If you want to see the wave of the future for pit bosses and tipped casino
dealers at Las Vegas’ most luxurious properties, check out Steve Wynn’s
plans to shake up his casino floor. Wynn Las Vegas dealers – the highest
paid in the city at a shade more than $100,000 per year, mostly from tips –
will soon lose some of their tip income. Resort executives plan to
reorganize the casino floor on Sept. 1, and to begin giving first-level
supervisors a cut from the tip pool. Dealers are expected to see their pay
drop by about $10,000 per year, while some frontline supervisors would see
theirs jump by more than 50 percent. The high-rolling gambling action at the
Wynn generates some big tips, money that now gets divided by casino dealers.
The problem is finding qualified floormen and pit supervisors. It’s tough
for the casino to get dealers, the most knowledgeable candidates, to accept
a 40 percent pay cut to take a salaried position as a $60,000-per-year
floorman or pit supervisor. Wynn said the disparity in pay isn’t fair. “This
is upside down,” Wynn said. “It’s inverted. It’s just outrageous.” Wynn Las
Vegas has 578 dealers. Of those, more than 100 have run shifts or been
supervisors at other casinos. “The current system makes the (200 supervisors
and 38 craps boxmen) feel cheated,” Wynn said.
The pay disparity has contributed to a reduction in the quality of the
front-line managers, the folks who resolve game disputes, rate gamblers’
play (how much is he betting and how long did he play?) and dispense comps
such as free meals.

Wynn’s solution? Reorganize the casino chain of command, and group dealers
together with newly named frontline managers, who will now be “casino
service team leaders.” (Or, in the case of craps boxmen, they’ll be renamed
“craps team leaders.”)

The casino is eliminating some of its top-level hierarchy. In the current
chain of command dealers and clerks are supervised by floormen, pit
supervisors and boxmen. They are supervised by pit managers, who themselves
are directed by casino managers and assistant casino managers. At the top is
the vice president of casino operations.

The VP of casino operations slot is being eliminated and each shift is being
organized as a standalone entity. Each shift will have a casino manager at
the helm with two specialists to assist him. The casino manager will
supervise the service team leaders, who will manage one to four table games
and their dealers along with a shared pit administrator who will handle
regulatory and game inventory paperwork.

Wynn believes that by empowering talented people to run small groups of
games that customer service will improve, leading to even stronger results
from an already successful casino. Key will be finding people who understand
the games and have good leadership ability, customer-service skills and
judgment.

And that’s where giving the frontline executives a salary increase and a
share of the tip pool comes in.

Wynn said that most casino service team leaders will get 40 percent of a
tip-pool share (dealers get a full share), but the combined tip and salary
would boost their pay to about $96,000.

Craps team leaders would get 20 percent of a share of tip proceeds and would
see their total pay increase from $52,000 to $67,500.
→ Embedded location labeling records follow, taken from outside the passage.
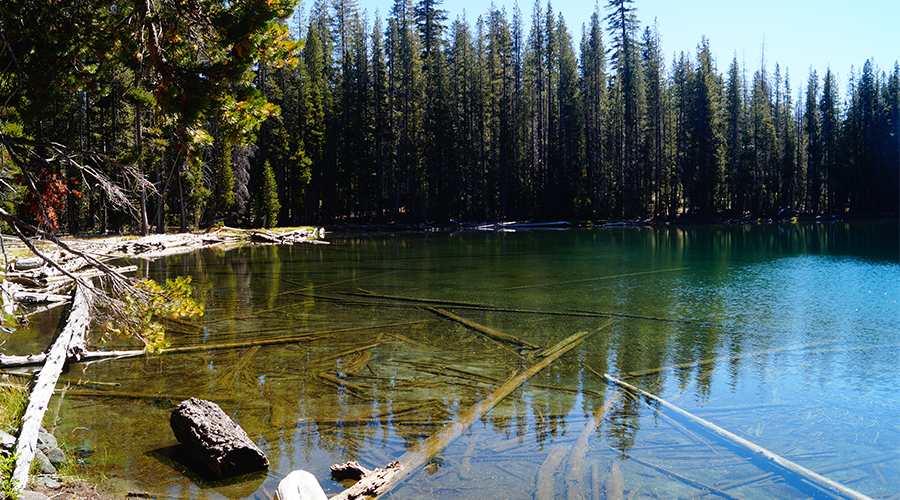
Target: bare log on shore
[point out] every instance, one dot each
(68, 345)
(412, 461)
(36, 359)
(829, 485)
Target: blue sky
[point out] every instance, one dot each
(797, 34)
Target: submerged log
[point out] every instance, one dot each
(544, 481)
(487, 332)
(575, 463)
(70, 343)
(615, 483)
(213, 438)
(299, 485)
(828, 485)
(693, 482)
(411, 461)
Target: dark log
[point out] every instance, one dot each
(213, 438)
(348, 470)
(371, 483)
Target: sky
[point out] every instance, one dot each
(797, 34)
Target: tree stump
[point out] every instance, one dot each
(213, 438)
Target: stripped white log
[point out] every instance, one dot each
(300, 485)
(781, 462)
(39, 298)
(69, 343)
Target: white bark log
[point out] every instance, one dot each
(832, 487)
(69, 343)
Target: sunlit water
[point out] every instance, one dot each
(797, 327)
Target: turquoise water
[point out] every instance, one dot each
(787, 335)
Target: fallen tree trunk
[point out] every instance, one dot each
(36, 359)
(575, 464)
(829, 485)
(69, 345)
(412, 461)
(487, 332)
(212, 437)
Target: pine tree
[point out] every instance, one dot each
(593, 83)
(655, 173)
(573, 200)
(268, 204)
(628, 99)
(406, 101)
(707, 134)
(831, 144)
(815, 178)
(736, 172)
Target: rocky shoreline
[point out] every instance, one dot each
(42, 274)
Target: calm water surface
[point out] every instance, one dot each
(786, 335)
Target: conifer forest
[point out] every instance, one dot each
(168, 113)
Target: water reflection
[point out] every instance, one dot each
(786, 334)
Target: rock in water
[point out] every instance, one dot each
(213, 438)
(299, 485)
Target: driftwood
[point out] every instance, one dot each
(299, 485)
(213, 438)
(829, 485)
(370, 483)
(366, 293)
(575, 463)
(685, 479)
(69, 344)
(412, 461)
(36, 359)
(586, 280)
(682, 366)
(487, 332)
(544, 480)
(615, 483)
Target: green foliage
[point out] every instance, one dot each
(151, 302)
(8, 490)
(268, 203)
(12, 406)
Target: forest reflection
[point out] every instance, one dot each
(363, 375)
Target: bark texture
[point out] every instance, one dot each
(213, 438)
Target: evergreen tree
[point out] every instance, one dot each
(830, 112)
(655, 173)
(628, 101)
(268, 204)
(815, 178)
(593, 90)
(707, 134)
(736, 172)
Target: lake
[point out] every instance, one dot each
(787, 335)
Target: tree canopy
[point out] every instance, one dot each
(215, 112)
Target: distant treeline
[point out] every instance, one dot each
(417, 118)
Wynn Las Vegas President Andrew Pascal doesn’t expect any current employees
to lose their jobs as a result of the reorganization. In fact, he expects to
hire at least a few casino supervisors from competitors.
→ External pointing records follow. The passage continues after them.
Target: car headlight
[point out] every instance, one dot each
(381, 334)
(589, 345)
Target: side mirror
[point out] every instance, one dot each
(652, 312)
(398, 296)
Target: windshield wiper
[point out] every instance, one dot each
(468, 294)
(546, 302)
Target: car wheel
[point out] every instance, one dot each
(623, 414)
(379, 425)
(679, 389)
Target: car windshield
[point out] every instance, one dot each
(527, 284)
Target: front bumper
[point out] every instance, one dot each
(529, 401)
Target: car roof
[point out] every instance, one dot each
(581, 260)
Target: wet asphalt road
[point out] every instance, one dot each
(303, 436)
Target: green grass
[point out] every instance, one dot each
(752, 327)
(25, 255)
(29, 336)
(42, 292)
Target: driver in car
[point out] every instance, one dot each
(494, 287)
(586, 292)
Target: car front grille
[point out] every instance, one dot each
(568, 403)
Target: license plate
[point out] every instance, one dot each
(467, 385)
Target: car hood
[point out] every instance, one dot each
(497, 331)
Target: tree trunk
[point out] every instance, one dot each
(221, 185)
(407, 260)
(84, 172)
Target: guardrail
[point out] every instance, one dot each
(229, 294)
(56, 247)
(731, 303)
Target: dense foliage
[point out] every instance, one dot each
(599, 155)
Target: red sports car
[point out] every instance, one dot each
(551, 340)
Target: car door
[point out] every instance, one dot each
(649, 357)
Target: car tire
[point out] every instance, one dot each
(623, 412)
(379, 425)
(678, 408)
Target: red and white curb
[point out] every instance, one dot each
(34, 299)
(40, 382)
First, Wynn Las Vegas will collect expressions of interest internally. Some
current dealers may want to be team leaders – and some managers may return
to dealing, Pascal said.

Some of the dealers’ lost tip income will be replaced by a bonus system that
will reward customer service, adherence to procedures and attendance, Wynn
said, noting that initial feedback from the affected dealers has been good.

“My dealers are the highest paid dealers in the world,” he said. “They still
will be. But I want them to think of becoming a team leader as a career
move.”

Nevada law allows casinos to divide tips among workers in the service chain,
said employment lawyer Gregg Kamer, who worked on the plan with Pascal. The
team leaders clearly are in the service chain, he said.
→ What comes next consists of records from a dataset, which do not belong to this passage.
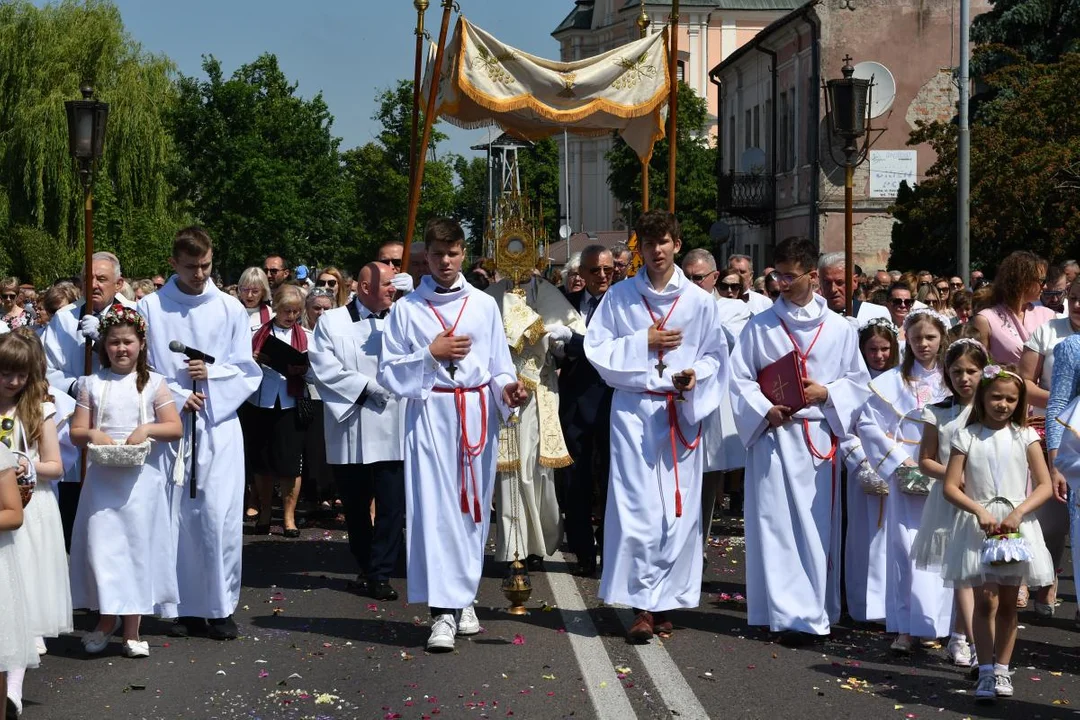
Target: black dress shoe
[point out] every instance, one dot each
(381, 589)
(187, 626)
(223, 628)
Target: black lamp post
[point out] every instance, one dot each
(86, 121)
(847, 104)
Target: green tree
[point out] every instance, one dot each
(258, 165)
(694, 174)
(45, 54)
(377, 182)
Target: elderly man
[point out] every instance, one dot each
(364, 428)
(277, 270)
(620, 258)
(584, 409)
(743, 266)
(725, 454)
(833, 286)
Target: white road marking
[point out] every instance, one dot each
(673, 688)
(605, 690)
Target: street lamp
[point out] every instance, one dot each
(847, 105)
(86, 121)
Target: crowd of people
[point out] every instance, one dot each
(907, 464)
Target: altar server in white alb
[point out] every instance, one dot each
(793, 489)
(207, 528)
(444, 351)
(658, 341)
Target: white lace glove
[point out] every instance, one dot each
(89, 327)
(558, 331)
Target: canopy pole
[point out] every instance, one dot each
(673, 107)
(429, 119)
(421, 8)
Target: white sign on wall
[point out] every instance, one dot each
(888, 167)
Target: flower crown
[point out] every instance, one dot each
(996, 371)
(918, 312)
(120, 315)
(886, 324)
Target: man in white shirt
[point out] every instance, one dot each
(744, 266)
(363, 428)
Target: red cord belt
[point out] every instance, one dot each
(469, 450)
(675, 433)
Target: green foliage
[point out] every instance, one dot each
(45, 54)
(1025, 174)
(694, 181)
(258, 165)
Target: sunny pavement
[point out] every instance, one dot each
(310, 649)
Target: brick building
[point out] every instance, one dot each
(710, 30)
(778, 177)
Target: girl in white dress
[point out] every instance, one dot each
(16, 642)
(27, 425)
(917, 602)
(122, 559)
(997, 542)
(964, 361)
(864, 557)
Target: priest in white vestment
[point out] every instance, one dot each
(651, 331)
(538, 320)
(793, 469)
(207, 528)
(444, 352)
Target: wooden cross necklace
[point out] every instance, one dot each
(451, 368)
(662, 326)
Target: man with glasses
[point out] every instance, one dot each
(584, 410)
(833, 287)
(277, 271)
(744, 266)
(620, 259)
(793, 500)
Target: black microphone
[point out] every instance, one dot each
(178, 347)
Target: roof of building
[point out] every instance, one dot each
(580, 17)
(766, 31)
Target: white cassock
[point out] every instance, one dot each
(793, 486)
(449, 474)
(345, 357)
(207, 529)
(864, 542)
(651, 551)
(891, 426)
(724, 450)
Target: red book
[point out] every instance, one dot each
(782, 382)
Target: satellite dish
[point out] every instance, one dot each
(719, 231)
(752, 160)
(883, 91)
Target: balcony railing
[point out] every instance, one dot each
(747, 195)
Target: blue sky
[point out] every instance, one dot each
(347, 49)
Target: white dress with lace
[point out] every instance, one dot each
(16, 640)
(123, 560)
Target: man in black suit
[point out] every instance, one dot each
(584, 409)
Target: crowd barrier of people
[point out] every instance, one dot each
(906, 464)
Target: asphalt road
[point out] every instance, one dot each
(311, 649)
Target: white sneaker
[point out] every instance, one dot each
(442, 634)
(468, 624)
(960, 652)
(136, 649)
Wynn told workers about the changes in Monday evening meetings after flying
back from Macau, where he’s preparing Wynn Macau for its Sept. 5 opening.

If the Wynn Las Vegas changes work as planned, table game customer service
will improve. That’s a surefire recipe for increased tipping, and an
improved Wynn Resorts bottom line. Wynn will more fully utilize his
employees’ talents, and he’ll develop and attract top-flight managers as he
builds a succession of new resorts on the property that surrounds the hotel.

“This gives me the chance to get the best people in the gaming industry,”
Wynn said.

I don’t know if giving frontline casino supervisors a small cut of the tip
pool would work at midlevel and low-budget casinos, but I suspect it
wouldn’t, as the tip pools are already much smaller than those at Wynn.

But at high-end properties where dealers make substantially more than the
folks who supervise them, the change makes sense. When talented table game
supervisors start leaving for better-paying jobs that include a share of the
tip pool, I predict other high-end casinos will follow Wynn’s lead.